Said it like she used to say “Make your bed. Wear a hat. Don’t talk back to your father”
—the tone of her voice reducing him to about twelve years old.

“Goodbye, Mom.”

Broker ended the call and stared at the moody cloud cover. Calm down. Think. Listen. Okay.

Nina was not dishonest. She just omitted virtually everything about her last assignment to a classified military unit popularly known as the Delta Force. But ever since 9/11, communication with Nina had been increasingly spotty.

Broker was not dishonest either. But he also left a lot of things out. When people met Broker casually, he’d angle around direct answers. A sketch emerged of him suggesting a background involving a successful landscaping business in the St. Croix Valley to the east of the Twin Cities. Then he’d drop a few hints how he’d got out of landscaping and put his money in a little resort up on Lake Superior before the real estate up there went through the roof. This was the truth, up to a point; but the landscaping gig was a cover. In fact, Broker had left the St. Paul cops and joined the Minnesota Bureau of Criminal Apprehension fifteen years ago. Then he proceeded to clock the longest run of deep undercover work in the history of Minnesota law enforcement.

Then, about eight years ago, Nina Pryce had launched a genteel
bayonet charge into his life. She had an agenda. She had a skull and crossbones tattooed on her shoulder. She had a map to buried gold in her hip pocket.

Broker followed her to Vietnam, where they found several tons of Imperial gold ingots on a beach on the South China Sea.

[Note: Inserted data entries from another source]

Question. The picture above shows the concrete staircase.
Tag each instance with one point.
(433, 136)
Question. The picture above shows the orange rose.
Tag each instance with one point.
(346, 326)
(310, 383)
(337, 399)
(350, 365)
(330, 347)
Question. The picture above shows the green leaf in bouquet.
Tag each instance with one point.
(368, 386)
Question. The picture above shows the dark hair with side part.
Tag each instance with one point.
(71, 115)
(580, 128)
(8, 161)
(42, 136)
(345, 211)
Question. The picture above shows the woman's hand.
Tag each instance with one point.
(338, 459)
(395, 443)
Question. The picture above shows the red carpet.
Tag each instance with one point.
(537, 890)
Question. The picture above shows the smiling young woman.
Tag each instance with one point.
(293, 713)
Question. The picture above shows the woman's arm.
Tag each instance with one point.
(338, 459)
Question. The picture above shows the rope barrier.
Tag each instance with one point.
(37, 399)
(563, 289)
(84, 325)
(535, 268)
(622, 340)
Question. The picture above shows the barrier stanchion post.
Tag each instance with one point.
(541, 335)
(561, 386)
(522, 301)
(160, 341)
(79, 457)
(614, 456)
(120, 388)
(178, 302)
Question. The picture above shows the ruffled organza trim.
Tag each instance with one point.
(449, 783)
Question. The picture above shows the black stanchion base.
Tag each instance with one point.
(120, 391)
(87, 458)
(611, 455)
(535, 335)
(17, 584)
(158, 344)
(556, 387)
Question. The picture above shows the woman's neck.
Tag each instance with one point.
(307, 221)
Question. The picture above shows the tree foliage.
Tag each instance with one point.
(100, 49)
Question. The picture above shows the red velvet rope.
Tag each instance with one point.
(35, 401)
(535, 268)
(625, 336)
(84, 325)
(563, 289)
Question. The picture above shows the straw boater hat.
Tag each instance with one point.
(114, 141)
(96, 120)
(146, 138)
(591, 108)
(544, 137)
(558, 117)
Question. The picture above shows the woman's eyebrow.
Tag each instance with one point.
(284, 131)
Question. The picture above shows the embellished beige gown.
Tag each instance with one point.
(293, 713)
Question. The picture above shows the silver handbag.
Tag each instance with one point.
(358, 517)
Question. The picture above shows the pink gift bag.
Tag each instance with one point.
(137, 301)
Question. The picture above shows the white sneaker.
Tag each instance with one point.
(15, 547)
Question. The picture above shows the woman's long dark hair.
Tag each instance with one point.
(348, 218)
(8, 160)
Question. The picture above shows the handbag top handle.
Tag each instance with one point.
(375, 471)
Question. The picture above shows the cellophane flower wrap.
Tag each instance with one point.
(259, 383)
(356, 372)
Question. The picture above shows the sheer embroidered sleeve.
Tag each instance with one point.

They came home quietly rich, pregnant, and eventually married. More than two tons of the gold found its way into a bank account in Hong Kong. Broker lived on credit cards linked to that account.

Five years ago he’d helped the FBI penetrate the Russian Mafia. An informal arrangement evolved. The Feds let him keep his loot as a kind of open-ended retainer.